A switch to more efficient lighting
This was to be achieved by the use of more efficient lighting technologies, such as compact fluorescent lamps (CFLs), light emitting diodes (LEDs) and energy efficient halogen globes. The plan would also see the introduction of 'Minimum Energy Performance Standards' (MEPS) for incandescent lamps and some CFLs, to ensure that only the highest performing products would be available in the Australian marketplace from October 2010.
Terms of the phase-out
Starting in February 2009, an import ban was placed on the traditional pear-shaped incandescent light bulb. Incandescent light globes are infamous for the amount of heat they produce; of the power used to operate an incandescent light bulb, approximately 80% is wasted as heat.
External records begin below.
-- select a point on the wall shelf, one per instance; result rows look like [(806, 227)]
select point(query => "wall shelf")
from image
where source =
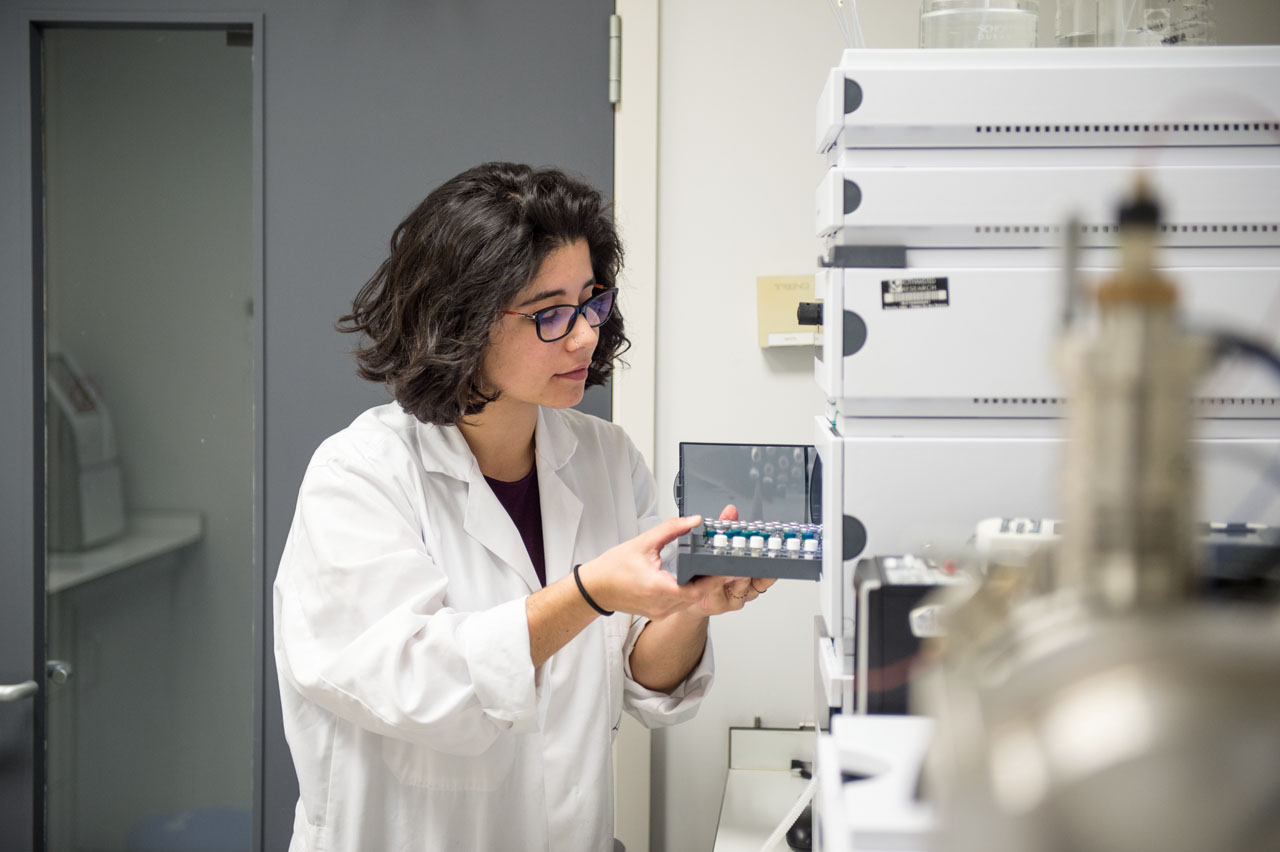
[(149, 535)]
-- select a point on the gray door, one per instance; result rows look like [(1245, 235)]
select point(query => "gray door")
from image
[(365, 108)]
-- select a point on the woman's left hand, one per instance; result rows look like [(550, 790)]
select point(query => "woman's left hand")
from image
[(727, 594)]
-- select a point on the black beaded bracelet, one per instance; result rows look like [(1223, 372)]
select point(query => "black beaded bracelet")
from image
[(588, 598)]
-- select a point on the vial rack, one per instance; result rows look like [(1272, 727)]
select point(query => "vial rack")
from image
[(750, 549)]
The ban on the sale of incandescent light globes began on 1 November 2009. Then, from 1 October 2010, MEPS was applied to extra low voltage halogen reflector lamps and candle, round and decorative lamps over 40W. The phase out continued with the next stage affecting mains voltage reflector lamps, including halogen (i.e. PAR, ER, and R shapes), and candle, fancy round and decorative tungsten filament lamps larger than 25W from October 2012.
Overall, the phase-out of incandescents is expected to save Australian households more that $50 each year if they change from conventional incandescent globes to CFLs and (even better) LEDs.
In terms of environmental impact and greenhouse gas emissions, the plan is touted as the equivalent of permanently removing more than 500,000 cars from the road.